Überprüfung von Aktionärsidentitäten
Ein Banken-Insider sagte Reuters, die Nasdaq habe im September damit begonnen, Beratern kleiner chinesischer IPO-Kandidaten Fragen zu stellen. Dabei sei es um die Identität der Aktionäre, deren Wohnort, ihr Investitionsvolumen und um die Frage gegangen, ob ihnen zinslose Kredite für eine Beteiligung angeboten worden seien. Welche Maßnahmen die Nasdaq am Ende ergreifen werde, sei unklar. Auch sei offen, ob alle oder einige der jetzt gestoppten Börsengänge fortgesetzt werden dürften. Ein Sprecher der Nasdaq wollte sich dazu nicht äußern.

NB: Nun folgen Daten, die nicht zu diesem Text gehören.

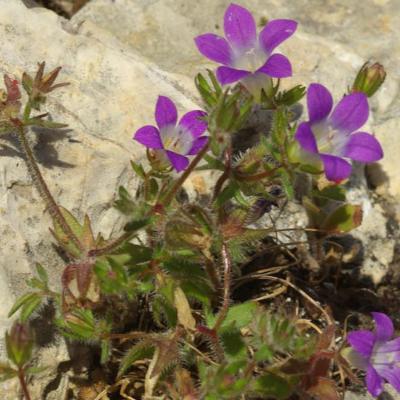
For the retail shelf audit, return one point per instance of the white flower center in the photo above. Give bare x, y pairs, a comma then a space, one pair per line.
176, 139
250, 60
329, 140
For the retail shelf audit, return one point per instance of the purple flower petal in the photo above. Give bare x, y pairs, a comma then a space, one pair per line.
383, 326
319, 102
275, 32
239, 27
166, 113
305, 137
374, 381
336, 169
392, 375
391, 346
277, 66
214, 47
198, 144
193, 123
362, 341
351, 113
149, 136
178, 161
363, 147
227, 75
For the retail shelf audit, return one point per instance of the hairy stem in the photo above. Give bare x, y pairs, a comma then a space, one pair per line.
22, 381
211, 272
227, 287
170, 195
112, 245
225, 175
42, 188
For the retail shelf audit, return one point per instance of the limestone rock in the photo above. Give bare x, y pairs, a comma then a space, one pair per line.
333, 40
113, 91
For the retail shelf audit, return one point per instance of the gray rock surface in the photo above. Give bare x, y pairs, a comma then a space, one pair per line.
335, 37
118, 57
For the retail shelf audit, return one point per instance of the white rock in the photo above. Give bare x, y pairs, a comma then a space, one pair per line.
113, 92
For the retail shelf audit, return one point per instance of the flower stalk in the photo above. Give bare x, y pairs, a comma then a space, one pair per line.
42, 187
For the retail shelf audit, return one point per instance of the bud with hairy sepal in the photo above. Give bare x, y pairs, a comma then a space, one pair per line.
369, 79
38, 87
19, 344
10, 104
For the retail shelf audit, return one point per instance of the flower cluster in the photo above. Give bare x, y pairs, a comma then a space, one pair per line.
334, 136
174, 142
377, 353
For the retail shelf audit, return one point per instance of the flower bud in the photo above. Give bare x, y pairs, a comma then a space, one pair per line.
369, 79
19, 343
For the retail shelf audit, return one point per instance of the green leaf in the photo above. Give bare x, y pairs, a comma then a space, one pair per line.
35, 370
136, 254
105, 351
42, 273
291, 96
138, 170
137, 224
30, 307
264, 353
272, 386
7, 372
344, 219
233, 343
21, 301
241, 315
153, 188
141, 351
45, 123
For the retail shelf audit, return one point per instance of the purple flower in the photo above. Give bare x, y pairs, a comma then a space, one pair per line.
171, 141
375, 353
243, 54
334, 136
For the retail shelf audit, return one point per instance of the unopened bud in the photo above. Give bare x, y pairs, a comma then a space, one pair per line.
19, 343
369, 79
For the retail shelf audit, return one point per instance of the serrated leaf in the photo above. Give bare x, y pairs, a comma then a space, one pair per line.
344, 219
30, 307
105, 351
272, 386
138, 170
240, 315
233, 344
135, 254
264, 353
26, 298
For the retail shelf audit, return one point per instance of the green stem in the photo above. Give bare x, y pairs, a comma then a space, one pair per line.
22, 381
113, 245
227, 287
27, 111
42, 188
170, 195
225, 175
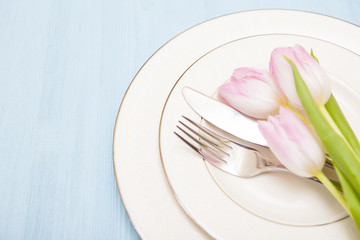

Mehrere Insider sagten, hinter den Kurssprüngen bei den IPOs zu Jahresbeginn stünden einige wenige Investoren aus Übersee, die ihre Identität verborgen hätten. Sie hätten die meisten Aktien aufgekauft und damit den Eindruck erweckt, dass die Papiere gefragt seien. Die US-Wertpapieraufsicht SEC und andere US-Behörden hätten aber bislang noch nicht von einer erfolgreichen Verfolgung eines solchen "Pump-and-Dump"-Falles berichtet, weil chinesische Unternehmen und ihre ausländischen Banker sie bisher im Geheimen durchgeführt hätten.
Kleinanleger im Visier?
Das Eingreifen der Nasdaq zeigt, dass die Standards noch Schlupflöcher haben, die die US-Börse in den vergangenen Jahren zur Abwehr von Manipulationen bei kleinen IPOs eingeführt hat. Danach muss ein Unternehmen, das an die Börse gehen will, mindestens 300 Investoren haben, die jeweils mindestens 100 Aktien halten, die zusammen mindestens 2500 Dollar wert sind. Kleine chinesische Firmen streben Beobachtern zufolge an die Nasdaq und nicht an die New Yorker Börse, weil die Nasdaq traditionell als Handelsplatz für innovative Tech-Startups gilt - und sich die Unternehmen damit schmücken möchten.
Laut Jay Ritter, Börsenexperte und Professor an der University of Florida, sind fast alle dieser Microcap-Börsengänge "Story"-Aktien, bei denen versucht wird, unbedarfte Kleinanleger davon zu überzeugen, dass das neue Unternehmen ein Überflieger sei "und das nächste Facebook sein könnte". Welchen vier chinesischen Unternehmen die Nasdaq den Börsengang derzeit verwehrt, wollten die Insider nicht sagen. Die Entwicklung zeigt laut Dan McClory, Chef des Bereichs Aktienmärkte beim Handelshaus Boustead Securities, die im Vergleich zu China lockeren IPO-Regeln in den USA. Den hier in Frage kommenden Unternehmen wäre es demnach "praktisch unmöglich, in China an die Börse zu gehen".